I would go to Holzinger Kennels I think he is one of the best if not the best trainers in Mn. You can go to his website at www.HolzingerKennels.com. The drive will be worth it.


----------



## sdmallardmasher (Sep 15, 2008)

dakota sunrise kennels just east of Brookings SD. Ed sr is a amateur trainer while his son Eddie is a professional trainer. Have helped him with throwing marks and is a very good guy to work with. Not for sure on his prices but his website is dakotasunrisekennelssd.com


----------



## USAlx50 (Nov 30, 2004)

These are two from MN that Id recommend.

http://finelineretrievers.com/
http://dynamicretrievers.com/


----------



## 2dblind (Feb 23, 2006)

I second fineline. Ive done some work and hunting with Rick and he is top notch. He specializes in young dogs as well. Also in Minot is a guy by the name of Shannon Dokken who just recently went from ameatur to pro and he is good as well.


----------



## MossyMO (Feb 12, 2004)

2dblind
Do you have any contact information for Shannon Dokken? I can not find him in Minot in the phone book or doing an internet search. If it is something you feel he would not want posted, feel free to PM me. Thanks in advance !!!


----------



## 2dblind (Feb 23, 2006)

Not a problem I actully just talked to his son. His # is 507-461-4047 and Im not sure but I think he is spend split time between Minot and his cabin right now which is about an hour away but you should be able to get a hold of him and tell him JJ gave you his contact info.


----------



## MossyMO (Feb 12, 2004)

2dblind
Thanks, I will make sure he knows you referred me.


----------



## 2dblind (Feb 23, 2006)

MossyMo,

Did you have any luck getting a hold of Shannon yet?


----------



## MossyMO (Feb 12, 2004)

I haven't tried yet, got busy with home projects. I intend on speaking with him, so far I am looking at him and another guy.


----------



## 2dblind (Feb 23, 2006)

Let me know which one you decide on.

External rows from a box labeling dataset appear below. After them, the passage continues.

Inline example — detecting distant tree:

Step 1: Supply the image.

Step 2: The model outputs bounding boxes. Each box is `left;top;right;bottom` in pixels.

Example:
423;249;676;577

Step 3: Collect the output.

Who is the other trainer?


----------



## MossyMO (Feb 12, 2004)

Another private trainer from east of the cities that will be in Minot in July.


----------



## CDK (Aug 1, 2005)

We are having a chessie training day at Fischer's Kennels and Hunt Club this weekend www.fischerskennels.com there located just off I-94 NW of St. Cloud. We have over 20 chessies coming from three different states. You should come and check out the training facility. We specialize in gundog training but also run a few dogs in hunt test. We have put MH and SH titles on chesapeakes. Having owned chessies for almost 20 years I would reccommend finding a trainier that has experience with them. If your intrested in the training day shoot me an e-mail its on the 20th [email protected].


----------



## 2dblind (Feb 23, 2006)

MossyMo

what did you figure out with your pup?


----------